D. SASIDARAN, A. AZAM, K. NELSON, M. SODERSTRAND
Any Band-Pass filter may be converted into a tunable filter with a single tuning parameter through the use of a new Tunable Heterodyne Band-Pass Filter concept in which the frequency of the heterodyne signal is adjusted thereby translating the entire filter transfer function in frequency. If the fixed filter is selected to be a narrow-band band-pass filter, the new Tunable Heterodyne Band-Pass Filter concept can be used very effectively in the elimination of narrow band interference in wide-band communications or control systems. A single-chip version of this tunable filter can be constructed using a Xilinx 4010 chip. The resulting filter is a flexible tunable band-pass filter that can be varied from DC to pi/2 or from pi/2 to pi depending on the parameters of the fixed output low-pass filter.

1:40, DISPS-L2.3
GENERIC SCHEDULING METHODS FOR A LINEAR QR ARRAY SOC PROCESSOR
J. MCCANNY, Z. LIU, G. LIGHTBODY, R. WALKE, Y. HU, L. ZHAOHUI
A scheduling method for implementing a generic linear QR array processor architecture is presented. This improves on previous work. It also considerably simplifies the derivation of schedules for a folded linear system, where detailed account has to be taken of processor cell latency. The architecture and scheduling derived provide the basis of a generator for the rapid design of System-on-a-Chip (SoC) cores for QR decomposition.

2:00, DISPS-L2.4
EFFICIENT IMPLEMENTATION OF A SET OF LIFTING BASED WAVELET FILTERS
K. ANDRA, C. CHAKRABARTI, T. ACHARYA
Lifting based wavelet transform implementation not only helps in reducing the number of computations but also achieves lossy to lossless performance with finite precision. In this paper we first do a precision analysis for the set of seven filters proposed by the JPEG2000 verification model. We determine the precision required to implement the filters using fixed point 2's complement arithmetic for lossless as well as lossy coding. Next we propose a unified architecture for implementing this set of filters for both the forward and the inverse transform.

2:20, DISPS-L2.5
AN FPGA IMPLEMENTATION OF WALSH-HADAMARD TRANSFORMS FOR SIGNAL PROCESSING
A. AMIRA, A. BOURIDANE, P. MILLIGAN, M. ROULA
The Walsh-Hadamard transforms are important in many signal processing applications including speech compression, filtering and coding.
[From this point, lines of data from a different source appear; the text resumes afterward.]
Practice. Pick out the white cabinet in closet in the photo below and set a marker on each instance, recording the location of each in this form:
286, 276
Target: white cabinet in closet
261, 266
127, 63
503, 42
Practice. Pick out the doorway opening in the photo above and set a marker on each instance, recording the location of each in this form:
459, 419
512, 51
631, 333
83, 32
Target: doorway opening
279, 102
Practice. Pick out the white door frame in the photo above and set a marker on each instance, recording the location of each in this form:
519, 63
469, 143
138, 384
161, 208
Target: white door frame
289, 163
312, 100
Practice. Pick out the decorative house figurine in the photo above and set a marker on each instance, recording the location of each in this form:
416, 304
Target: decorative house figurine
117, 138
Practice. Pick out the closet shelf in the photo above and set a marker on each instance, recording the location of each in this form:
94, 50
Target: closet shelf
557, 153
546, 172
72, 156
This paper presents novel architectures for the Fast Hadamard Transforms using both systolic architecture and distributed arithmetic techniques. The first approach uses the Baugh-Wooley multiplication algorithm for a systolic architecture implementation. The second approach is based on both distributed arithmetic ROM and accumulator structure, and a sparse matrix factorisation technique. The mathematical models for the two techniques, together with the implementation of the algorithms on a Xilinx FPGA board, are described. Distributed arithmetic approach exhibits better performances when compared with the systolic architecture approach.

2:40, DISPS-L2.6
ARCHITECTURE INDEPENDENT SHORT VECTOR FFTS
F. FRANCHETTI, H. KARNER, S. KRAL, C. UEBERHUBER
This paper introduces a SIMD vectorization for FFTW - the "fastest Fourier transform in the west" by Matteo Frigo and Steven Johnson. The new method leads to an architecture independent short vector SIMD FFT vectorization that utilizes the architecture adaptivity of FFTW. It is based on special FFT kernels (up to size 64 and more) that are utilized by FFTW to compute the whole transform. This vectorization supports all features of complex transforms in FFTW (arbitrary size, dimension and stride of the data vector; in-place and out-of-place transforms) and is fully transparent to the user. It is suitable for arbitrary vector sizes of the underlying hardware.